Photo: AP Photo/Rajanish Kakade

We don’t hear much in the news about the Ukraine conflict these days. Yet two and a half years after a ceasefire deal was agreed between the government in Kiev and pro-Russian rebels, outbreaks of fighting still flare up occasionally in the east of the country.

So it’s refreshing to read a piece of independent journalism that reminds us that life is far from peaceful for people living in eastern Ukraine. Roads & Kingdoms, which calls itself a “journal of food, politics, travel and culture” and whose editor-at-large is globetrotting chef Anthony Bourdain, has a good track record when it comes to producing enlightening journalism on underreported stories: it recently published fascinating pieces on Yahya Jammeh, the former strongman leader of Gambia (you can read our own report on the landmark Gambian election here), and an underground town in the middle of the Australian outback.

Learning to Fight, by Paris-based photographer João Victor Bolan and Ukraine-based journalist Sandra Alek, focuses on the Ukrainian children being initiated into an increasingly normalised world of war, rifles and a love of the Russian motherland.

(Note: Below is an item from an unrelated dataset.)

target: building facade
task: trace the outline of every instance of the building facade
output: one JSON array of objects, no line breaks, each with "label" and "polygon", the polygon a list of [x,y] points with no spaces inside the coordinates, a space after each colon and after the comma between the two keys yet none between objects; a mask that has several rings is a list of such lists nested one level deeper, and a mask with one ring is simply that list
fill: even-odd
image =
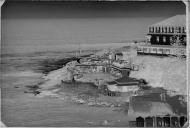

At a “military patriotic club” in the town of Ilovaisk, the scene of fierce fighting at the height of the conflict in 2014 and now part of the territory claimed by the self-proclaimed state of the Donetsk People’s Republic, kids as young as 11 are trained in armed combat.

Alek recounts some of the kids’ harrowing stories about living in a war zone and how it has affected their lives. Twelve-year-old Sasha plays with a fake grenade while telling her that he joined the club because he’s getting ready to join the fight against Ukraine when he’s older. Bolan’s striking and intimate portraits offer an insight into what it’s like being a child living in a disputed territory run by separatist militants while a conflict rumbles on in the background.

There’s no sign of the low-level conflict in the Ukraine abating any time soon. Sadly, this short but powerful piece of journalism gives us little cause for optimism.